Fin 1995, le climat social était déjà particulièrement tendu, avec la multiplication de manifestations sur des thèmes divers et variés. Un peu comme des tremblements de terre qui annoncent une éruption imminente. Le 24 novembre 95, jour de grève à la SNCF, s’illustra par une grande manifestation interprofessionnelle. Mais alors que cette action aurait dû se limiter à 24 heures, la grève fut reconduite par les cheminots en Assemblées Générales. A cette « locomotive » s’ajoutèrent plusieurs autres wagons : RATP, puis La Poste, France Télécom, mais aussi de très nombreux salariés des entreprises privées. Les grévistes reçurent le soutien d’une large partie de l’opinion publique, de partis politiques, de municipalités…

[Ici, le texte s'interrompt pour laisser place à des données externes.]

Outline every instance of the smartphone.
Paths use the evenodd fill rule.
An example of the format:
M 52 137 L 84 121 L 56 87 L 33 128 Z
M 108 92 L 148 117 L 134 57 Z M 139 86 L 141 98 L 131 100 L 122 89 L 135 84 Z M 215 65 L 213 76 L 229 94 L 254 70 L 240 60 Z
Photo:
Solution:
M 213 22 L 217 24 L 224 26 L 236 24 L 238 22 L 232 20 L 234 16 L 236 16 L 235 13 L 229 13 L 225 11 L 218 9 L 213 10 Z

Peut-on comparer la situation d’aujourd'hui à celle de 95 ? Oui et non. Oui, parce que le ras-le-bol ressenti aujourd’hui par les salariés et la population est tout à fait comparable à celui qui donna naissance au mouvement passé. Oui aussi parce que les actions sont populaires et soutenues par une majorité de Français. Oui encore parce la réforme des retraites s’impose avec le même autoritarisme qu’en 95. Oui, toujours, parce que les organisations syndicales mènent, pour l’instant, un front commun contre le projet du Gouvernement.
Sauf que depuis 95, la belle unicité syndicale a bien souffert. En 2007, sous Nicolas Sarkozy, les critères de représentativité syndicale furent remaniés sur la base d’un texte élaboré par les deux plus importantes organisations, le patronat, et le Gouvernement. Les tensions nées de cette initiative ont pour longtemps compromis les rapprochements syndicaux, même sur des sujets cruciaux. A titre d’exemple, la SNCF ne connut plus d’action unitaire (rassemblant l’ensemble des syndicats) depuis cette date. Avec ses ordonnances, Emmanuel Macron s’est à son tour attaqué à la représentation des salariés sur le terrain, en supprimant les délégués du personnel et les CHSCT au profit d’instances nationales. Autre méthode pour tenter de fragiliser un peu plus les syndicats, au risque de renforcer les coordinations. Lire ICI
Pour autant, la recette de succès de 95, qui aboutit au retrait du « plan Juppé » et du « Contrat de Plan » Etat-SNCF ne reposa pas que sur la performance des syndicats. C’est l’union des salariés autour de ces deux revendications intangibles qui mena à l’osmose et imposa l’unicité. Devant les Assemblées Générales, les militants syndicaux ne s’exprimaient que d’une seule voix, faisant taire leurs divergences et querelles de clocher. Et ils n'avaient pas le choix ! Ce fut aussi ce rassemblement public-privé vers une cause commune qui mena à cette victoire sociale. Ces mêmes critères sont-ils réunis aujourd’hui ? Pour l’instant oui. "Faut que ça dure !".